LONDON (Reuters) - London Mayor Sadiq Khan and other city leaders from across Britain said on Monday a government plan to ban the sale of new diesel and petrol cars should be brought forward by 10 years to 2030, in the latest push to improve air quality.
Prime Minister Theresa May’s Conservative government said last year it would ban the sale of new petrol and diesel cars from 2040 although it is unclear whether that includes hybrid vehicles, which have both an electric and combustion engine.
The government is due to detail the proposals in a “Road to Zero” plan shortly, but on Monday, Khan joined mayors and city leaders from Manchester, Liverpool, Oxford, Sheffield and Bristol to call for the measures to be implemented quicker.
“Banning the sale of new petrol and diesel vehicles by 2030, providing support to deliver Clean Air Zones in cities and introducing a national vehicle renewal scheme will dramatically improve our air quality and our health,” said Khan, who is from the opposition Labour Party.

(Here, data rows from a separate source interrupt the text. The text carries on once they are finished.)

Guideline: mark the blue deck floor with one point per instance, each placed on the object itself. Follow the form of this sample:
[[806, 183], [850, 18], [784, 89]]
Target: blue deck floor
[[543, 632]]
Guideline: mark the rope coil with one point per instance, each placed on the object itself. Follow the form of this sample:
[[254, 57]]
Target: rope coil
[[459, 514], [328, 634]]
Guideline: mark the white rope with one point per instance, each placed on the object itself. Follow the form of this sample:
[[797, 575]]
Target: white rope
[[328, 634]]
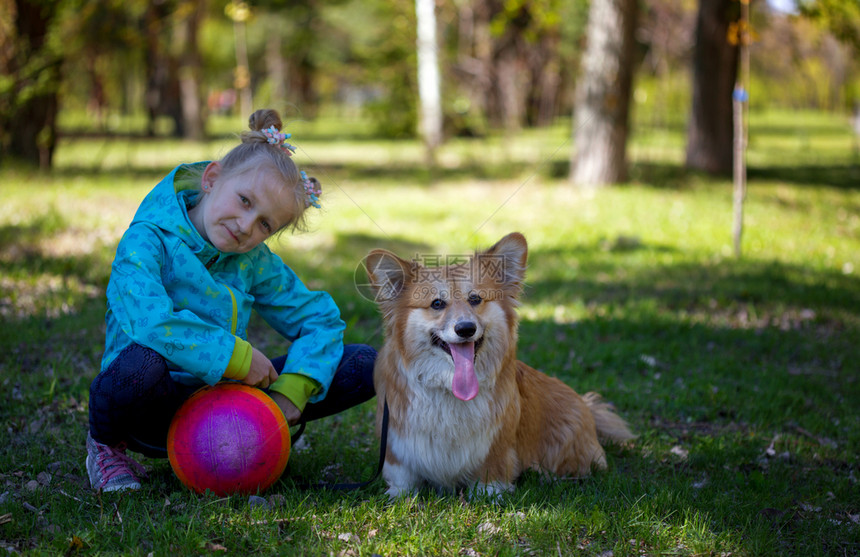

Cities and nations around the world are introducing restrictions or bans on the use of vehicles powered by combustion engines in the years ahead to cut high levels of pollution.
Carmakers have argued that cleaner diesel models play a part in bringing down overall carbon dioxide emissions but demand for the segment has nosedived in much of Europe for over a year as many authorities plan clampdowns and tax hikes.